In Palermo, on 26 January 1979, Mario Francese was shot in the head outside his house. Francese was the crime correspondent of Sicily’s main daily, the
Giornale di Sicilia
. With him when he died was his twenty-year-old son Giulio, who was just a few weeks into his own career as a journalist.
Six weeks later, on 9 March, Michele Reina, the leader of the Christian Democrat Party in the province of Palermo, died in a hail of dumdum bullets at the wheel of his car. His wife, who was beside him, saw the killer grinning as he fired. Reina was the first post-war politician to be murdered by the Sicilian mafia; he left three young children.
The third assassination took place at the other end of the country, in the banking centre of Milan, on 11 July. Giorgio Ambrosoli, a lawyer, had been appointed by a court to dig into the affairs of disgraced Sicilian banker, Michele Sindona.
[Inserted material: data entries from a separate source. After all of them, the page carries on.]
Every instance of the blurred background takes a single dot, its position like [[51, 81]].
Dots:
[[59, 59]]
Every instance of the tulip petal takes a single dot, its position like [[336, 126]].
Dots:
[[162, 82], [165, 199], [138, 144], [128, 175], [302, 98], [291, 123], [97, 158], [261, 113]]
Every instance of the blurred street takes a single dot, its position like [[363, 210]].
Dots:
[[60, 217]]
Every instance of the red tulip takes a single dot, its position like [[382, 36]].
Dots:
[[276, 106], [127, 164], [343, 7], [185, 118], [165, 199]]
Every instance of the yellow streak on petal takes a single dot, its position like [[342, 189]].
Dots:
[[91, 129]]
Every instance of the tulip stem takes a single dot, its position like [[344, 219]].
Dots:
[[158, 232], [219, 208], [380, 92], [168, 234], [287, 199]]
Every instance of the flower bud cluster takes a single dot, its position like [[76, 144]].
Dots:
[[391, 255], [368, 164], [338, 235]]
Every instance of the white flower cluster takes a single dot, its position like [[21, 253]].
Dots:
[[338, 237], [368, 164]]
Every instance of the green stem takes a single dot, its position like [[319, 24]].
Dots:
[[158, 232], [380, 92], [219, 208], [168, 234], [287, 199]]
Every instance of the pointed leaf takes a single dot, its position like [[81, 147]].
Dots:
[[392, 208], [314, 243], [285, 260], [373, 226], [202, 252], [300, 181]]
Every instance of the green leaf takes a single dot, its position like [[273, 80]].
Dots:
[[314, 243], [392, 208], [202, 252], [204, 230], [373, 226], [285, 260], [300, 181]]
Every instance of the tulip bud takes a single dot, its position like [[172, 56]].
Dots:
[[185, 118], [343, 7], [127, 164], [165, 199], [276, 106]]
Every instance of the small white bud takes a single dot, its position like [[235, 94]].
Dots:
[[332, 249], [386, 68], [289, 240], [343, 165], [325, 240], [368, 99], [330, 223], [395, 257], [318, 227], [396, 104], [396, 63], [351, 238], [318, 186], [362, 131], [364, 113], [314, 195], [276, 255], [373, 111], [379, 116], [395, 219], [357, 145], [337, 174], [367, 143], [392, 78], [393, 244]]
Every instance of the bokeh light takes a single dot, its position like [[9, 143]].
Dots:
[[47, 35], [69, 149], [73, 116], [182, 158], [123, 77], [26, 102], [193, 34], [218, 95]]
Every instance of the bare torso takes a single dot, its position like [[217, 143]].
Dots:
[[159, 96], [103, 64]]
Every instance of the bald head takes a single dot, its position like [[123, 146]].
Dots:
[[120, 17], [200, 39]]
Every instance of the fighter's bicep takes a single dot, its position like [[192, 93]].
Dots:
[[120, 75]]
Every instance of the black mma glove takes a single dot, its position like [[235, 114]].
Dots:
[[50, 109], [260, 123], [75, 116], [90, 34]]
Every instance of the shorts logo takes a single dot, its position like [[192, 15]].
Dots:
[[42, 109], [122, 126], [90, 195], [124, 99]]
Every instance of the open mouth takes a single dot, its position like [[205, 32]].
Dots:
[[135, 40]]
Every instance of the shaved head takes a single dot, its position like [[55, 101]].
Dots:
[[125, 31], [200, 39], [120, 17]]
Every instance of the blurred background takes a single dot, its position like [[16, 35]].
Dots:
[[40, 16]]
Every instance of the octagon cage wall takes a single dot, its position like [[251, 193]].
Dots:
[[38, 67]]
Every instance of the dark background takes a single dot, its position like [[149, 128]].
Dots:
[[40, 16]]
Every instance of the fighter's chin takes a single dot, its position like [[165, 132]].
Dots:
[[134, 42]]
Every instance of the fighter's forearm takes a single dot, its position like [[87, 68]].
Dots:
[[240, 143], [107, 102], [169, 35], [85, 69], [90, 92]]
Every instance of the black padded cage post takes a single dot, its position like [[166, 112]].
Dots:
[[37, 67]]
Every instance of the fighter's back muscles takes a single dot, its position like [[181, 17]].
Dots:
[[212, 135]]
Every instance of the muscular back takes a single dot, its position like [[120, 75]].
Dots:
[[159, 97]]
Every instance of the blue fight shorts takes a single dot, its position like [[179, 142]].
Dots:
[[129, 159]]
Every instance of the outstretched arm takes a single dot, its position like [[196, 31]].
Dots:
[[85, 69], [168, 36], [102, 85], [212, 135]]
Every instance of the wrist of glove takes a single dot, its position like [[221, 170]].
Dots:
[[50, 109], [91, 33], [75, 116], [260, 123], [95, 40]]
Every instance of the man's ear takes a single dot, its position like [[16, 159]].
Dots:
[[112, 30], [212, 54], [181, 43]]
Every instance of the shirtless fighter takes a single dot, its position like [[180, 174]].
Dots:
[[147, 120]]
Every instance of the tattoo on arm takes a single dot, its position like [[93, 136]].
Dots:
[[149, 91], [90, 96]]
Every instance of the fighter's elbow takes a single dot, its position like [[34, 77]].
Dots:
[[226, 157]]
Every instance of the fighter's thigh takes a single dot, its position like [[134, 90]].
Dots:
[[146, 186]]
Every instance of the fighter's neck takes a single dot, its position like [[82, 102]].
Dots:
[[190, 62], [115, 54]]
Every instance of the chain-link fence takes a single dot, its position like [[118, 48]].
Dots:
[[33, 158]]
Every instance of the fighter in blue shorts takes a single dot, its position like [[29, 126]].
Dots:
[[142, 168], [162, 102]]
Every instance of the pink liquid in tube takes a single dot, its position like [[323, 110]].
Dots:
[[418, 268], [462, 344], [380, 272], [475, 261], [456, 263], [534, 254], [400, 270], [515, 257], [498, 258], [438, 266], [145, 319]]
A team of three killers was waiting for Ambrosoli when he got home late in the evening; he too left a wife and three small children.
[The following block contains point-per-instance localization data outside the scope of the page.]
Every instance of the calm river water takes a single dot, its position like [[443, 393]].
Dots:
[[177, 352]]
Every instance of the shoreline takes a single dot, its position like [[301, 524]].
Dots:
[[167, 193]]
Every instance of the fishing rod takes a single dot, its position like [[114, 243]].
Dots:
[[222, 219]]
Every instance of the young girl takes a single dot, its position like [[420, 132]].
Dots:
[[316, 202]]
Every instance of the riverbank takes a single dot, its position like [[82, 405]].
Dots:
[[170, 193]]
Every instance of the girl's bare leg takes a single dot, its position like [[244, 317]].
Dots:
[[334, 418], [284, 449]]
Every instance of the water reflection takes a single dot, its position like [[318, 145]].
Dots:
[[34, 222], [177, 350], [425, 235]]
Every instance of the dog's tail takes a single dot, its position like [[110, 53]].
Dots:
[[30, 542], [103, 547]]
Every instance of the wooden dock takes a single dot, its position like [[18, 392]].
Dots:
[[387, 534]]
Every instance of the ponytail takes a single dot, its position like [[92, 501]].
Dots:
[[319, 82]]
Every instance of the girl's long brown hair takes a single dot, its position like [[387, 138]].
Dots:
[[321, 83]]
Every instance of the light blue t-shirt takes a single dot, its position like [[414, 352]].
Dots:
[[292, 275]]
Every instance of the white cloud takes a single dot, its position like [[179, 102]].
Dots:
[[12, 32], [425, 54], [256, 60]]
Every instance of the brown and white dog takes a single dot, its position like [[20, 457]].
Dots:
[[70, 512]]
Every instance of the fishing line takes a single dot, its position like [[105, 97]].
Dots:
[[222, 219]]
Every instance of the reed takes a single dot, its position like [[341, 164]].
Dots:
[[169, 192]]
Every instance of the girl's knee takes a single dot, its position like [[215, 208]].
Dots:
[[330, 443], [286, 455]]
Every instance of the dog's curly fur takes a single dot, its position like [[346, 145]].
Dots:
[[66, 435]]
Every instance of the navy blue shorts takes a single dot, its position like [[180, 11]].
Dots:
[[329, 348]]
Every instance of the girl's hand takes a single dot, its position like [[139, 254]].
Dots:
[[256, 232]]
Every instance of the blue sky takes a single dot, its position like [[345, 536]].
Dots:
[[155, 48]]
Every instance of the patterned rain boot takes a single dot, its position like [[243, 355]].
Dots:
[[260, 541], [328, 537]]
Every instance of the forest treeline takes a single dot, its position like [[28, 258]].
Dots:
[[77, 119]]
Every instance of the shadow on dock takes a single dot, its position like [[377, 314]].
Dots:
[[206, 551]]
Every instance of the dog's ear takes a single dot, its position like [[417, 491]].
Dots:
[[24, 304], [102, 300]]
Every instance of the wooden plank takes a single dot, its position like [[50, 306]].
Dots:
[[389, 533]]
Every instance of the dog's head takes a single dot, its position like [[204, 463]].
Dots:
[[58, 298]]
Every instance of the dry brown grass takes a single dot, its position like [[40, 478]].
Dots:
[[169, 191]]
Ten days later, back in Palermo, Boris Giuliano, the commander of the Flying Squad was shot seven times at the counter of his local bar.
Cesare Terranova was a judge. On 25 September, he and his bodyguard, Lenin Mancuso, were gunned to death in their car. One witness said that the killers wore smiles on their faces.
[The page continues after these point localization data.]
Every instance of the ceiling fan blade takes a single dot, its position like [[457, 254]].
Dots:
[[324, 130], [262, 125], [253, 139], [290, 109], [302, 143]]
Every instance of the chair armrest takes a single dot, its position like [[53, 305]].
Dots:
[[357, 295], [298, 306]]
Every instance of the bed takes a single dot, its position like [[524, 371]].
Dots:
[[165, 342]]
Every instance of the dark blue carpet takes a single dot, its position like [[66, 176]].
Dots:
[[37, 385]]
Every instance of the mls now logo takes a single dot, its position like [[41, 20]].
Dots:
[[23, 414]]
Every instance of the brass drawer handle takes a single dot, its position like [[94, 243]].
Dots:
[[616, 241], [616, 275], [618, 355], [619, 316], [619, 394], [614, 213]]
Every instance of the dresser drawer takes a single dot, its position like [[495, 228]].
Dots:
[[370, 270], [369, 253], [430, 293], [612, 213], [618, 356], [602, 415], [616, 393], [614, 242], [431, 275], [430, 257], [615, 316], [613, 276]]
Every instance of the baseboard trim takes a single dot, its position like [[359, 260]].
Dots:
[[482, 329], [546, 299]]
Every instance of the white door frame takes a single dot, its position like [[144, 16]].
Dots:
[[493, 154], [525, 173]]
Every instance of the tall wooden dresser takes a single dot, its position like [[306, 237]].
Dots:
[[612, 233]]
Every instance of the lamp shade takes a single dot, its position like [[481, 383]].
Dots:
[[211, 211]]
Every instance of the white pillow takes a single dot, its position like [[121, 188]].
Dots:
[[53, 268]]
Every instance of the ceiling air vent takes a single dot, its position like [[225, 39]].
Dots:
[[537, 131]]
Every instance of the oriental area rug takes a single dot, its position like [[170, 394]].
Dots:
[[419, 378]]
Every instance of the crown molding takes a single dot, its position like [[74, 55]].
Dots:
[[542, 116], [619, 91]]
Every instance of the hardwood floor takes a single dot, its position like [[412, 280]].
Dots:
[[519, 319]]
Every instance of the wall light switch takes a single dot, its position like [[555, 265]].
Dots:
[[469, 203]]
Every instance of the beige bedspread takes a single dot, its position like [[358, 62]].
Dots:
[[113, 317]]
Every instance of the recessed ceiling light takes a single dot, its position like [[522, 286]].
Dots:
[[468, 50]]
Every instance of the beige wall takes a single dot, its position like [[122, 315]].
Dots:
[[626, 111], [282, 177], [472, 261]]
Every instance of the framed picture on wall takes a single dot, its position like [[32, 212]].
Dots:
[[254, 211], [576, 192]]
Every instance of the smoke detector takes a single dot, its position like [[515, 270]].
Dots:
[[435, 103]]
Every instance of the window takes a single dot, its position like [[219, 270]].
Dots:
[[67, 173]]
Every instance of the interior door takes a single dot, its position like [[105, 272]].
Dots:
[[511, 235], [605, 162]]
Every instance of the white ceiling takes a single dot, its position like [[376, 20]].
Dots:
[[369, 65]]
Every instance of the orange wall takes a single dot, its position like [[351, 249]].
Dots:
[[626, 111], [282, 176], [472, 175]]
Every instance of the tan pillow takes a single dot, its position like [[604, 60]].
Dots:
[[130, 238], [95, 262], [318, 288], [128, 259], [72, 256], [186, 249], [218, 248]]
A journalist, a politician, a financial lawyer, a policeman and a judge. Information, democracy, honest finance, law enforcement and justice. One after another, the mafia’s smiling killers had attacked five pillars of Italian society.
None of these murders, taken in isolation, was entirely without precedent for the Sicilian mafia. But coming so close together they made clear an unmistakable and chilling new trend. Sicilian
mafiosi
had never launched such a systematic assault on representatives of the state. The institutions were infiltrated and corrupted, but they were not attacked head on. Now, suddenly, the mafia had taken a terrorist turn.
Comparisons between the mafia and the threat from subversives of Right and Left were on many commentators’ lips during the season of terrorism known as the Years of Lead. Cosa Nostra itself had given them a cue. Following both the Reina and Terranova murders, the offices of
Giornale di Sicilia
received anonymous calls claiming to be from terrorist cells. The calls were fake, and intended to mislead investigators. But the parallel between the Sicilian mafia and the Red Brigades was far from spurious. Both killed journalists, politicians, lawyers, police and magistrates. Both arrogantly assumed themselves to be above the law. Both thought the Italian state was so weak, and so discredited, that it could simply be bullied into submission. Violence was used because violence would work—by now, it was part of the language of Italian public life. The Italian people could be relied upon to sit, arms folded, and watch as their country went down.